Spielberg's Oscar haul

Seven nominations for ‘The Fabelmans’

Steven Spielberg's autobiographical drama scored nominations for best picture, director and screenplay.

(From left) Producer Kristie Macosko Krieger, co-writer/producer/director Steven Spielberg, Seth Rogen, Julia Butters, co-writer/producer Tony Kushner, Keeley Karsten and Sophia Kopera on the set of "The Fabelmans." (Merie Weismiller Wallace/Universal Pictures and Amblin Entertainment)

“The Fabelmans,” Steven Spielberg’s autobiographical drama about his Jewish upbringing, had an expected strong haul of Oscar nominations, picking up seven nods Tuesday morning.

A remake of a movie once targeted by the Nazis, a blockbuster embroiled in a lawsuit with an Israeli family and a documentary by the program director of the San Francisco Jewish Film Festival also got recognized in a list jam-packed with Jewish characters, stories and artists.

Spielberg’s movie overcame an anemic box office showing to score nominations in the major categories of best picture, director and screenplay, for Spielberg and celebrated Jewish playwright and screenwriter Tony Kushner. The directing nomination brings Spielberg’s total nominations in the category to nine, tying him with Martin Scorsese for the second-most directing nominations in Oscar history.

The film also scored acting nods for Judd Hirsch, who is Jewish, and Michelle Williams, who recently said she is planning to raise her two children with Judaism.

“The Fabelmans” was the best picture nominee with the strongest Jewish themes, but it wasn’t the only one. The psychological drama “Tár,” starring Cate Blanchett as a problematic conductor, picked up six nominations, including for picture, actress and director; the film weaves Jewish mysticism into its storytelling.

“All Quiet On The Western Front,” Netflix’s new German-language adaptation of the classic 1929 novel about the horrors experienced by German soldiers during World War I, was also nominated for nine Oscars, including best picture, international feature and adapted screenplay.

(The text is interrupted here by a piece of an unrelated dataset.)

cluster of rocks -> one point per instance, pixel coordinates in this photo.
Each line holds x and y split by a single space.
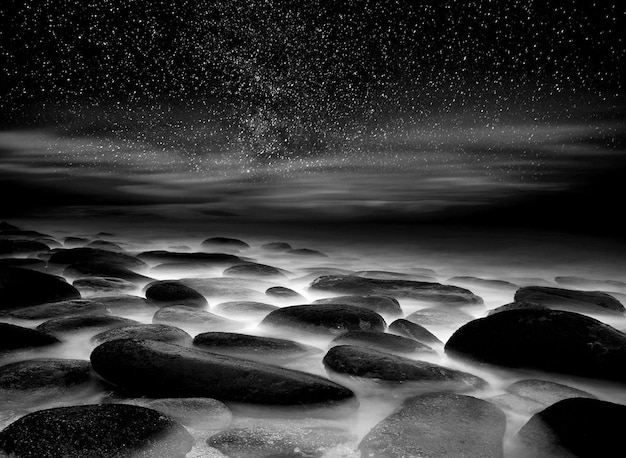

The film’s source material was once banned and burned by the ascending Nazi Party, which believed its anti-war stance made the German military look weak and constituted a threat to their plans for world domination.

When the book’s initial 1930 film adaptation, directed by Jewish filmmaker Lewis Milestone, was released in Germany, Nazis led by Joseph Goebbels set off stink bombs, released mice into the theaters and called the movie a “Judenfilm” (or “Jewish film”). Germany and Austria banned the film from being shown in their countries, and the public censorship campaign led the novel’s author, Erich Maria Remarque, to renounce his German citizenship (Nazis were erroneously labeling him as a Jew).

In response, Jewish studio head Carl Laemmle Sr., agreed to heavily edit the movie and remove material deemed objectionable to the Nazis in order to improve its commercial prospects in Germany. One possible silver lining for the remake’s producers: The 1930 film went on to win best picture that year.